Having spent the first twenty-five years of her life in the rectory at Steventon, she moved in 1801, upon her father’s retirement, with her parents and sister Cassandra to Bath. After her father’s death in 1805 and a sojourn of three years in Southampton, she settled with her mother and sister in a cottage belonging to her brother Edward at Chawton, Hampshire, where she resided until two months before her death. There, working mainly in the general sitting room, she composed the final drafts of all her major works, hurriedly slipping the small sheets under the blotting paper if a visitor or servant appeared. In 1816 her health began to fail, and in May, 1817, she and Cassandra moved to Winchester for adequate medical attention. Despite weakness and pain, she remained cheerful to the end. She died peacefully on July 18, 1817, at the age of forty-one and was buried in Winchester Cathedral.

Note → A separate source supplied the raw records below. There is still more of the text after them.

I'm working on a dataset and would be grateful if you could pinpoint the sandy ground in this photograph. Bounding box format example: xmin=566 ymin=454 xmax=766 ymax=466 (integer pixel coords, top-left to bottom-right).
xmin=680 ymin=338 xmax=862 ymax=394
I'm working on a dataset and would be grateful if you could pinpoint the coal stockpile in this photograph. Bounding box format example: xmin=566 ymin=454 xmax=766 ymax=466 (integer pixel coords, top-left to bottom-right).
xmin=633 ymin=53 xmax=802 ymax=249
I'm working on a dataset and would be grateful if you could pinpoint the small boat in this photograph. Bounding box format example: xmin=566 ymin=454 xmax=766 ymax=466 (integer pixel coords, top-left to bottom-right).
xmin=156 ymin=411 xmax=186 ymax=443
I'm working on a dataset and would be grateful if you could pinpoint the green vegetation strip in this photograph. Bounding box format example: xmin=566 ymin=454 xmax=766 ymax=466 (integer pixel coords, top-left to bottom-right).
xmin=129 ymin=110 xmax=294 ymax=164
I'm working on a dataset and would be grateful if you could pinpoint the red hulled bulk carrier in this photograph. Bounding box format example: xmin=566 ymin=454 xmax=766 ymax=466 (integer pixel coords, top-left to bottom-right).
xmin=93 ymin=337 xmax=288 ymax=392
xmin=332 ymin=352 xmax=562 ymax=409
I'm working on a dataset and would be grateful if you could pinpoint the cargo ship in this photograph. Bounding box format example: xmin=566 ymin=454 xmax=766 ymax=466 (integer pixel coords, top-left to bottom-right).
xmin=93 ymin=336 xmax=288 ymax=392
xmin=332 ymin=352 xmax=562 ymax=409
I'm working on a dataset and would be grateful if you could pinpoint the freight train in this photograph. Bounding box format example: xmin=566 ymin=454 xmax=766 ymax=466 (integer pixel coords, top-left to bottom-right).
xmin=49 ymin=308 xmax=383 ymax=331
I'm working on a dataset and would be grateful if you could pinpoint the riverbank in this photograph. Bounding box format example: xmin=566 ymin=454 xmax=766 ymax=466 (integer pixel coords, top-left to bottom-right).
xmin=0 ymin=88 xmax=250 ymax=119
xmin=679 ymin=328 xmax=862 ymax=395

Jane Austen’s novels, the first published when she was thirty-five and followed by five others in as many years, were the final fruits of an early and painstaking apprenticeship to literature. Three small volumes of juvenilia, written by the time she was eighteen years old, bear witness to her youthful talent for mimicry and burlesque; they also contain her first serious piece, “Catharine, or the Bower,” in which she anticipates Northanger Abbey. Her first completed novel, First Impressions (the lost original of Pride and Prejudice), was begun in October, 1796, and finished in August, 1797; her father offered the manuscript to a publisher without success. In November, 1797, she started Sense and Sensibility. The next year she wrote Northanger Abbey, a revised version of which, titled Susan, she sold in 1803 for ten pounds to the publisher Crosby, who advertised but failed to publish it. Finally retrieved in 1816, an amended text appeared posthumously in 1818. The Watsons, a fragmentary progenitor of Emma, and Lady Susan, a biting epistolary satire, probably the germ of Mansfield Park, have survived in manuscripts written on paper watermarked 1803 and 1805, respectively. Extensively revised or rewritten in 1809-1811, Sense and Sensibility was published on October 31, 1811. The book was favorably received, and the edition sold out in less than two years, bringing its author 140 pounds. Pride and Prejudice appeared in 1813, Mansfield Park in 1814, and Emma in 1815. Persuasion was issued with Northanger Abbey in 1818, and by that date Sense and Sensibility and Mansfield Park had reached a second edition and Pride and Prejudice a third. Austen was engaged on a rough draft of the early chapters of a new novel, Sanditon, only a few weeks before she died.